Transaction Processing Output

The transaction processor’s main API method — load_and_execute_sanitized_transactions — returns a LoadAndExecuteSanitizedTransactionsOutput object, encapsulating the result of the processed transaction batch.

  • error_metrics: Error metrics for transactions that were processed.

  • execute_timings: Timings for transaction batch execution.

  • execution_results: List of results indicating whether or not a transaction was executed.

  • loaded_transactions: List of loaded transactions that were processed.

Additional Helpers and API Methods

Developers can bypass processing transaction batches if they wish by instead using the MessageProcessor API — mainly MessageProcessor::process_message. This allows applications to process transaction messages directly, rather than a batch of transactions, but requires a bit more setup.

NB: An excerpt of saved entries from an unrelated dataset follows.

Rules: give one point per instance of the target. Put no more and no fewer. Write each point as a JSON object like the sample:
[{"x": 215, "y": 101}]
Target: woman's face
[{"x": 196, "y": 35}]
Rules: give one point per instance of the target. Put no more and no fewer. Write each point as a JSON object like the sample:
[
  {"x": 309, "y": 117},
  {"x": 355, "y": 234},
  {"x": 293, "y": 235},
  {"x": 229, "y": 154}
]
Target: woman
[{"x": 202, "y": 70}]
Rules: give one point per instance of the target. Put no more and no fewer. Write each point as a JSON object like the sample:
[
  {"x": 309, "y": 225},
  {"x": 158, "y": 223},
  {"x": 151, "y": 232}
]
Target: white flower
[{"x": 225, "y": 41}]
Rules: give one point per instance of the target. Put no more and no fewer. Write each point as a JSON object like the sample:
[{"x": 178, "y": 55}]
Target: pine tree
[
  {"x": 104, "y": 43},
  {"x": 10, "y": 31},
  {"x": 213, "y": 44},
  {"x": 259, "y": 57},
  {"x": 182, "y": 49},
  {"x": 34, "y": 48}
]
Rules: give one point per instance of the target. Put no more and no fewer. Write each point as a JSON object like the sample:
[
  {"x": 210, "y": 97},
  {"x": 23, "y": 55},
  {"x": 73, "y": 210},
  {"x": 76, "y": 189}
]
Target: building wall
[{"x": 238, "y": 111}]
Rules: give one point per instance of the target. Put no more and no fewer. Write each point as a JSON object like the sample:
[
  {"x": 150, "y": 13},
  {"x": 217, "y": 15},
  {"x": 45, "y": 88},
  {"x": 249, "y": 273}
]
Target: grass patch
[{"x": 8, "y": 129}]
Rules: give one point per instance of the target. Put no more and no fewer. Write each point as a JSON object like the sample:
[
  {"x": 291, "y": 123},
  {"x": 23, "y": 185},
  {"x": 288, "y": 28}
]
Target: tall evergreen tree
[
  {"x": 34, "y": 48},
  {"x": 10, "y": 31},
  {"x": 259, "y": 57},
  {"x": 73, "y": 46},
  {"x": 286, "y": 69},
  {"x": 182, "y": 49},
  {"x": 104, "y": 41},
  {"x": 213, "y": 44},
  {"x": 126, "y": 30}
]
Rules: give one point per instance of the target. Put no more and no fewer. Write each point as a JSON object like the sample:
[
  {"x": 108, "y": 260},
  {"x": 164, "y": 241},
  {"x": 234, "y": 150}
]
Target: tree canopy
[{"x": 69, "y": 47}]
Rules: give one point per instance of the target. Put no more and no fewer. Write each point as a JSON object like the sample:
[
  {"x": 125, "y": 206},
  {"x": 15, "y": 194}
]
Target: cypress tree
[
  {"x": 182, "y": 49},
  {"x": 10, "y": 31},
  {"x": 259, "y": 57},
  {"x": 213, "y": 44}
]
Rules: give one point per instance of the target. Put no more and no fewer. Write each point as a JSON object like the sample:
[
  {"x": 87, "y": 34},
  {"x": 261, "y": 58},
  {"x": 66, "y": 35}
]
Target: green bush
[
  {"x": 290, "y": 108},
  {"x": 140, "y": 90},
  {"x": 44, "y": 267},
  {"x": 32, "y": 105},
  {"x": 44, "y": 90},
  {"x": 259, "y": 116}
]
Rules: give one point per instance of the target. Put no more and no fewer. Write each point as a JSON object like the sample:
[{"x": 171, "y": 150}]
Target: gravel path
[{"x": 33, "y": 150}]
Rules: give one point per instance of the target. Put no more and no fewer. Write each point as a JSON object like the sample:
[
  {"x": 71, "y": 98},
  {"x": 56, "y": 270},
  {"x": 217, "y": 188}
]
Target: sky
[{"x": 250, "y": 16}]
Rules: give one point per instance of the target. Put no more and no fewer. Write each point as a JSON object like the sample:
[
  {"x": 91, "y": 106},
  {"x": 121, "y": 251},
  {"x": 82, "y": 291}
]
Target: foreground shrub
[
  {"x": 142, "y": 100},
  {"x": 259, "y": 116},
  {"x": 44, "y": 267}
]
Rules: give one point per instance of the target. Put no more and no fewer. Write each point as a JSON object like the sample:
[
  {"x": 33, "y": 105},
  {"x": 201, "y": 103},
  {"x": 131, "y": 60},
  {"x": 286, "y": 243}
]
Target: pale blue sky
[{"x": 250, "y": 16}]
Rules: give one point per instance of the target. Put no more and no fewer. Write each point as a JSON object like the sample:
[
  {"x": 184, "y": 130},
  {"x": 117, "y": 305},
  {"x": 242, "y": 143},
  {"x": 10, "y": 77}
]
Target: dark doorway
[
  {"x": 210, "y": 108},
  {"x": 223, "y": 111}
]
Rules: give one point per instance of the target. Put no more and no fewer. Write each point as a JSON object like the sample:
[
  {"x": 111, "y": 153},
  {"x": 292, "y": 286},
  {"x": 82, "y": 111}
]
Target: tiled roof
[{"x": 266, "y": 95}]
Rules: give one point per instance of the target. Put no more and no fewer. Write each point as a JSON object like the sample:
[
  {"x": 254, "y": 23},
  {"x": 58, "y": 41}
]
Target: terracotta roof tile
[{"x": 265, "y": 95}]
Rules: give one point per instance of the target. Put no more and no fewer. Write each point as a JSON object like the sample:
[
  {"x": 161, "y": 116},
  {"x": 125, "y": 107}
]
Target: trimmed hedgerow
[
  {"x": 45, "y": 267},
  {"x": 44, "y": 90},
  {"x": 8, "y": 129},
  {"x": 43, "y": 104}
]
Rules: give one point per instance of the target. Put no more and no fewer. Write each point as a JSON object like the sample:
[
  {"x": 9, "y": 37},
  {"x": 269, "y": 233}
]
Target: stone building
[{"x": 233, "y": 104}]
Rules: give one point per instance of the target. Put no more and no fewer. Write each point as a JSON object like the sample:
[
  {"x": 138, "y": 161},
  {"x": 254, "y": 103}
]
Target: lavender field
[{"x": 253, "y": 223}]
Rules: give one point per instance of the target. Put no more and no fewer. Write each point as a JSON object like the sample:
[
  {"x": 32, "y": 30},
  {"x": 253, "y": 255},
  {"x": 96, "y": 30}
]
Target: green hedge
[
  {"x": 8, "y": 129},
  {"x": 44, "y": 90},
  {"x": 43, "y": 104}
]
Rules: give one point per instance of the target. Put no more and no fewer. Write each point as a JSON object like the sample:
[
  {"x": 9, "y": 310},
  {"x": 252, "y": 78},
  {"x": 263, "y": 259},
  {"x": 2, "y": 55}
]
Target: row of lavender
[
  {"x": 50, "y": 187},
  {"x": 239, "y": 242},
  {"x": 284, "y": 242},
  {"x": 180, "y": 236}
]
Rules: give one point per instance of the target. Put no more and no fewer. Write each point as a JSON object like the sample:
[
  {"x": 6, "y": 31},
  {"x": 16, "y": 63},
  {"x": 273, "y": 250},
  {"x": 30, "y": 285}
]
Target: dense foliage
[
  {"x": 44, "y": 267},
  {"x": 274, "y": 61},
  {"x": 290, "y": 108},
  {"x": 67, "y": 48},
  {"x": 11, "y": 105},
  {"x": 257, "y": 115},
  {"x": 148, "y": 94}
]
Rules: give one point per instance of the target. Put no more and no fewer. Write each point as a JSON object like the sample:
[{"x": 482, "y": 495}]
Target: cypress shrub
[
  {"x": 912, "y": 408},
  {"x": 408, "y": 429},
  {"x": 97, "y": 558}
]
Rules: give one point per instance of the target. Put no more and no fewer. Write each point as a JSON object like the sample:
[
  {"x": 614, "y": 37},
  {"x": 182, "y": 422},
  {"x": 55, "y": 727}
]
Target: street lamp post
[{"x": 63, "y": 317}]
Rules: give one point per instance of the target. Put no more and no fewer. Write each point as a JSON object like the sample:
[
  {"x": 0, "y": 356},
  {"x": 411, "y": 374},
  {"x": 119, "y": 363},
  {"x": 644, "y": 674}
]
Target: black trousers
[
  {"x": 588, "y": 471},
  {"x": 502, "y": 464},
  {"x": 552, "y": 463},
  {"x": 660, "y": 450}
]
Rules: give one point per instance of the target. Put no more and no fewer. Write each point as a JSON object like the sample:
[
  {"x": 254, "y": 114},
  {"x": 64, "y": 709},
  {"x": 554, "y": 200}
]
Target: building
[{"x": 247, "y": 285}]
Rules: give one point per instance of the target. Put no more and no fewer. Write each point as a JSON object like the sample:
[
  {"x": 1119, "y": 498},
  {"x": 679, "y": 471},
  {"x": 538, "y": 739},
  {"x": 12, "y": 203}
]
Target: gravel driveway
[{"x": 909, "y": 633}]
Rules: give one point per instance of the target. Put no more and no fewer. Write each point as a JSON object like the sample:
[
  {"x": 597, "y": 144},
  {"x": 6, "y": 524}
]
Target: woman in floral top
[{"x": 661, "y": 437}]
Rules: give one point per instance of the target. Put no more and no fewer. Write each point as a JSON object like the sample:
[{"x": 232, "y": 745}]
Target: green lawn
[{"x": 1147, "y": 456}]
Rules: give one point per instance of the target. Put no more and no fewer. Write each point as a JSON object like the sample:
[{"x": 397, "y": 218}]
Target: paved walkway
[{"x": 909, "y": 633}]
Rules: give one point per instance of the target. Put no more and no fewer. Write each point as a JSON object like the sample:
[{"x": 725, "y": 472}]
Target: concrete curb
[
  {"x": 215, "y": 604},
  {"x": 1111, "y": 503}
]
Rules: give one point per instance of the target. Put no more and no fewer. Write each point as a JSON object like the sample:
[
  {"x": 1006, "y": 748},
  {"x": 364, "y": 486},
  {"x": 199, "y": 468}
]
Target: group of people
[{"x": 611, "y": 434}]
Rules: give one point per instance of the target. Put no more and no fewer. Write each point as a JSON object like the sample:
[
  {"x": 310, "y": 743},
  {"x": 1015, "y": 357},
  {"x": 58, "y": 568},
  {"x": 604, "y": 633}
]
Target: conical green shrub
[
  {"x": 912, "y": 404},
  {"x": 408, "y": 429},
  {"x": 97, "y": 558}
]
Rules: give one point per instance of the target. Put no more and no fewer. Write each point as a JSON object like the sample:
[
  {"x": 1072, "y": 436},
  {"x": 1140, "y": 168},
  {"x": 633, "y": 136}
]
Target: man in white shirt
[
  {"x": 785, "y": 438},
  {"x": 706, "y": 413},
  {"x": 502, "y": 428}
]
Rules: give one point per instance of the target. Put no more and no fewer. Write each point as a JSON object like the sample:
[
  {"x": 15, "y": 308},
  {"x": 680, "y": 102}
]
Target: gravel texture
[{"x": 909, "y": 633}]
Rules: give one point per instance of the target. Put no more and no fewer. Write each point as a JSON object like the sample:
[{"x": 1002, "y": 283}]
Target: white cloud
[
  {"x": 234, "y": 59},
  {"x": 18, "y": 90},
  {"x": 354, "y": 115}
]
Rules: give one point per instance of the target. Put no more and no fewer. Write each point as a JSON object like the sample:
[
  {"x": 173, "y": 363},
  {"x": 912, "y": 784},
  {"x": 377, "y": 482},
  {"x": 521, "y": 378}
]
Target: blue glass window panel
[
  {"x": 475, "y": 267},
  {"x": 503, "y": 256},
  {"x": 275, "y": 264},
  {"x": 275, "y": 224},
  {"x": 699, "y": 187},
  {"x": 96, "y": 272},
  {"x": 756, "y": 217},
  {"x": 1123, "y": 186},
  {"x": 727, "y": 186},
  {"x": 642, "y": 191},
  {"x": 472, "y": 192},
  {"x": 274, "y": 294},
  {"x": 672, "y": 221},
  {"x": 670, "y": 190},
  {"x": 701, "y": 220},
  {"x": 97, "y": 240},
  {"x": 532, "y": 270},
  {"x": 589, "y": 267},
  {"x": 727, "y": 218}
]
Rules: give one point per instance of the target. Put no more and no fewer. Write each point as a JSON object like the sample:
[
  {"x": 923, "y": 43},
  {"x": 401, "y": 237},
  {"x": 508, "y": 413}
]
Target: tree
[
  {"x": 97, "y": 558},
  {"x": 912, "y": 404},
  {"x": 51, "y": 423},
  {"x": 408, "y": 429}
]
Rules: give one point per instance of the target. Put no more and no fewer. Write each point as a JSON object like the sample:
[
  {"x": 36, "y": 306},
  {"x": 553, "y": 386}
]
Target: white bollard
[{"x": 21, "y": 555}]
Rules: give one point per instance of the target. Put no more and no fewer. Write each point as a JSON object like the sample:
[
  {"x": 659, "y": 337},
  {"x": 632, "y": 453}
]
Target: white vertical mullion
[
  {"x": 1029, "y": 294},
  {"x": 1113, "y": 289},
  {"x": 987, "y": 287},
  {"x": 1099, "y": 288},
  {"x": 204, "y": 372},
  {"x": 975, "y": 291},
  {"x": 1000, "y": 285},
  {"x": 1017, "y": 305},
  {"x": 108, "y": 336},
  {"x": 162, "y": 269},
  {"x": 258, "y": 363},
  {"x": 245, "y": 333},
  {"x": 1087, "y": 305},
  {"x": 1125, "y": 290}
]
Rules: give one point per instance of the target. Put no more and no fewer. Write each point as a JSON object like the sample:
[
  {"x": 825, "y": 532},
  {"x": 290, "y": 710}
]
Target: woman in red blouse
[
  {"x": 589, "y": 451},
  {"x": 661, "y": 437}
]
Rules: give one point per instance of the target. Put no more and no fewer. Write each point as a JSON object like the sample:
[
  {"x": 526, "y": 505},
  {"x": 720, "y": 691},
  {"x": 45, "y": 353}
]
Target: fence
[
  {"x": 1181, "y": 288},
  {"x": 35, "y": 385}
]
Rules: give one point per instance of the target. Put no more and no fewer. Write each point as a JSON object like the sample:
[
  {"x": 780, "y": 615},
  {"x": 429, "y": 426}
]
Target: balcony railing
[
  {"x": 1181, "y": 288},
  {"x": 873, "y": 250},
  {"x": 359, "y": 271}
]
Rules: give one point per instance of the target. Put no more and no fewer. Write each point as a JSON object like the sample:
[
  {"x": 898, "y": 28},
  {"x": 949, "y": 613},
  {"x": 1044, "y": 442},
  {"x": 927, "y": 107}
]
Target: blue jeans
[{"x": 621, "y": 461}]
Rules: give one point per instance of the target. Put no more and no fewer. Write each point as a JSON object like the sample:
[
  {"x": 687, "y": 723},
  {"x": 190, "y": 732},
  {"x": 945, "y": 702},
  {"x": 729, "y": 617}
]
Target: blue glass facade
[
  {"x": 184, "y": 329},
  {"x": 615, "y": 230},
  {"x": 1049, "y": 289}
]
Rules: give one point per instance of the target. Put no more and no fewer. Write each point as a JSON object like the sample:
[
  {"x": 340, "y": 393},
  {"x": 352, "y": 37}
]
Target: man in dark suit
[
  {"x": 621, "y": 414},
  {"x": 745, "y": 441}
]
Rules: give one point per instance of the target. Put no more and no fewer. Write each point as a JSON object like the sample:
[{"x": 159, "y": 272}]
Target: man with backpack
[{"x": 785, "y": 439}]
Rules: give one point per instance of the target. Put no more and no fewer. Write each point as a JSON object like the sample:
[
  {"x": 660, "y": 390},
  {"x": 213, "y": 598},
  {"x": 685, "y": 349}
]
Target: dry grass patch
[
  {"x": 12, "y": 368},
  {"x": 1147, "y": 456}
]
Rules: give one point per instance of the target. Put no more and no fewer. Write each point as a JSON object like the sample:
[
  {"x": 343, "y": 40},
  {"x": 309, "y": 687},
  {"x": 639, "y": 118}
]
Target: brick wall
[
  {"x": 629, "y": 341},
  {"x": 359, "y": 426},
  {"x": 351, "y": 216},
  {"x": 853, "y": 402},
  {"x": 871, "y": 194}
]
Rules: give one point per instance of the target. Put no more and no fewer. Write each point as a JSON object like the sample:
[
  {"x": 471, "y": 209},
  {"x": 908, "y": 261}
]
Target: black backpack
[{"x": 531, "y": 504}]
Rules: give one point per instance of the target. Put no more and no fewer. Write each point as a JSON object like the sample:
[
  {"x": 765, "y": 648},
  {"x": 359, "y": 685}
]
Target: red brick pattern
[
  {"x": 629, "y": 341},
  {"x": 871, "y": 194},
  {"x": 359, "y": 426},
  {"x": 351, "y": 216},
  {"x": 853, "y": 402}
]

Additionally, a handful of public helpers are available.

Looking Forward

The Solana Virtual Machine will continue to evolve as the Solana network matures and communities around these exciting new SVM projects continue to grow. New use cases will arise from SVM’s use outside of the validator, likely demanding higher performance and increased composability.

Additionally, the boom of SVM projects has given rise to a new age of Solana tooling. Many teams will develop custom software solutions to tailor SVM to their project’s needs, as well as brand-new, never before seen technology including breakthroughs in areas such as bridging, settling, and proofs.

The industry as a whole stands to benefit immensely from the collaborative pursuit of open-source, consumable tooling — similar to Anza’s SVM API. This new ecosystem of SVM teams should seek to work together wherever possible to increase innovation and push the boundary of what’s possible with SVM.